Hey, kleiner Bruder, komm mal her –
Setz Dich mal zu mir, ich möchte mit Dir reden.
Mensch, was ist nur aus Dir geworden?
Du bist so voller Kummer und Verzagen,
so voller Angst vor dem Verlassensein und
so voller Selbstvorwürfe und Verzweiflung.

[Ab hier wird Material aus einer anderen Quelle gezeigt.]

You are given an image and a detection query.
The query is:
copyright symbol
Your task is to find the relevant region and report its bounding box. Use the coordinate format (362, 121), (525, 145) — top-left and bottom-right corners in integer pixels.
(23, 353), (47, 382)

Doch weißt Du, kleiner Bruder,
aus dem Leid, das Du empfindest,
erwächst der Schmerz,
den and’re unter Dir erleiden …
Du sagst, Du weißt das alles;
Du sagst, Du willst Dich nur beschützen.
Du sagst, wenn man so viel Leid erfahren hat wie Du,
dann muss man Mauern bauen.
Du sagst, die Welt sei voller Gier und Hass und alle woll’n Dir was,
und alle haben Dich enttäuscht und niemand hat Dich wirklich lieb,
und so werde es auch bleiben –
für immer und in Ewigkeit!
Und Du fährst die Krallen aus.
Und in blindwütiger Verzweiflung
drischt Du ein auf Freund und Feind –
sogar auf mich, mein kleiner Bruder – sogar auf mich,
und auf alles, was Dich liebt.
Und nur aus Gram über Vergangenes,
aus Widerwillen gegen das, was ist,
und aus Angst vor dem, was kommen mag,
zerstörst Du zornig
selbst jede Blume, die Dir am Wegesrand erblüht.
Mensch, kleiner Bruder – was ist aus Dir geworden?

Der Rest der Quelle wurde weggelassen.